"What the hell was that?" someone shouted.
"Looks like a big fire just started downtown, but there aren't any sirens!"
The hubbub started again, people milling around; then two young men in fleece vests came in. They were helping along an older guy; he had an arm over each shoulder, and his face was streaming with blood.
"Whoa!" she said, jumping down from the dais. "Hey there! Let me through-I know some first aid."
By the time she got there Dennis had the kit out and the two students had the injured man sitting down in one of the use-polished wooden chairs. One of the waitresses brought a bowl of water and a towel, and she used it to mop away the blood.
It looked worse than it was; head wounds always bled badly, and this was a simple pressure-cut over the forehead, heading a ways back up into the scalp. The man was awake enough to wince and try to pull away as she dabbed disinfectant ointment on the cut and did what she could with bandages. Dennis put a candle in her hand; she held it in front of one of the man's eyes, and then the other.
Maybe the left is a little less responsive than the right, she thought.
The man blinked, but he seemed to be at least minimally aware of where he was. "Thanks," he said, his voice slurred. "I was driving fine, and then there was this flash and my car stopped. Well, the engine did, and then I hit a streetlamp-"

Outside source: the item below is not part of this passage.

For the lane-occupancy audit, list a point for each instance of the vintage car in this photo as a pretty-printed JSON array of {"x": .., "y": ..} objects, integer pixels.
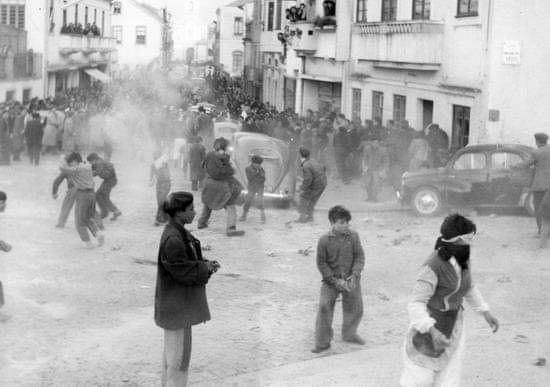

"I think this guy needs to get to a hospital," she said. "He might have a concussion, and he probably ought to have a couple of stitches."
Dennis looked sad at the best of times; he was a decade and change older than her, in his late forties, and going bald on top with a ponytail behind. As if to compensate he had a bushy soup-strainer mustache and muttonchops in gray-streaked brown, and big, mournful, russet brown eyes.